The Faces of Luminex: Stephanie Harris, Technical Applications Specialist10月 11th, 2016 / Hilary Graham
The Bead Master
Q: What do you do at Luminex?
I’m a Technical Applications Specialist providing customers with troubleshooting support. I’m the protein specialist in our group, so I use this expertise to work on internal development projects as well as provide solutions to researchers’ queries. I generally receive four significant cases per day plus a couple of straightforward queries. The longest call I’ve ever had was a little over two hours, and the customer was great – she was willing to try everything I suggested to resolve her issue.
When I started at Luminex two years ago, this was the first customer facing role I’ve had. I began by answering emails and submissions from the web form, which we respond to in less than an hour, but now I am fully confident when fielding complex customer calls in real time. When talking with customers, I generally stand in front of the instrument, as this helps to bring all my knowledge front-of-mind.
I feel that I found my niche with this position, as I’m able to combine my research immunoassay development expertise with my experience from using these instruments for many years – both of which are needed to support the resolution of customer cases. My favorite calls are from customers who are developing novel research assays or pushing their instrument to/beyond its capability. The most diverse calls definitely come from MAGPIX® users because the instrument is so versatile in research applications, which is reflected in the customer base and their applications.
Q: Tell us a recent project that you’re especially proud of.
I recently created four error code and solutions internal help documents that are used by my colleagues to resolve customers’ instrumentation issues. These documents save my colleagues and our customers’ time when troubleshooting, as we can now provide on-point solutions when provided error codes from the Luminex® 200™ and MAGPIX RUO instruments. To develop these documents, I started keeping a listing of error codes and then checked them against closed cases to determine how the issue was resolved.
Customers might not know that the MAGPIX RUO has three types of error codes: sample delivery, optics module, and calibration and verification, which they can tell apart by the four digit code inside of the bracket following the hardware code 2091 (e.g., 2091 where 4113 pertains to the filter wheel of the optics module).
Luminex 200 and FLEXMAP 3D® provide software warning and error codes.
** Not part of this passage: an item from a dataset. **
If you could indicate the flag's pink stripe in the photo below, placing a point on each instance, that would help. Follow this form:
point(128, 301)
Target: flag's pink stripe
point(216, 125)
There are four log types that show the category of the error: batch, maintenance, security, and system.
Q: How can customers speed up the trouble shooting process?
When contacting Tech Support, it’s helpful if the customer provides the instrument serial number, has generated the Calibration and Verification report (or Performance Verification report), and is near the instrument for troubleshooting. Additionally, we get the best issue resolution results when the lab technician who is experiencing the problem contacts us directly.
Q: Where were you before Luminex?
I spent the previous eight years at EMD Millipore (now a part of Millipore Sigma) doing mostly antibody and immunoassay development. In my first role, I manufactured subsequent lots of beads and detection antibody cocktails for Luminex-based multiplex kits. When I was promoted to R&D, my main responsibility was making the first lots of beads for all novel multiplex research immunoassays. I had gained so much bead coupling experience that my colleagues starting calling me “The Bead Master.”
Later, I moved on to antibody purifications for subsequent lots of kits and developed new antibody pairs for novel multiplex immunoassays. I performed all of my antibody pair screening assays on the MAGPIX and validated them using the Luminex 200. This is how I became quite familiar with Luminex-based assays and instruments before formally joining the Luminex family.
Q: What science are you currently interested in?
I’m intrigued by all things GE/GMO. I’ve recently read about research that would allow us to be vaccinated while eating our vegetables, on the development of artificial wombs, and generating spider silk through goats’ milk that is used for the manufacture of bulletproof vests.
Q: Outside of work, how do you spend your time?
I’m pursuing a Master’s in Biotechnology Management from the University of Maryland University College, so I’m currently taking one course at a time for that and expect to finish the program in 2018.
For fun, I do course exercises on Codecademy to learn programming languages such as Python and Java. I’m also learning more about SQL. I’m learning to speak Spanish with the Duolingo app and love playing Mortal Kombat via PS3, PS4, and Wii.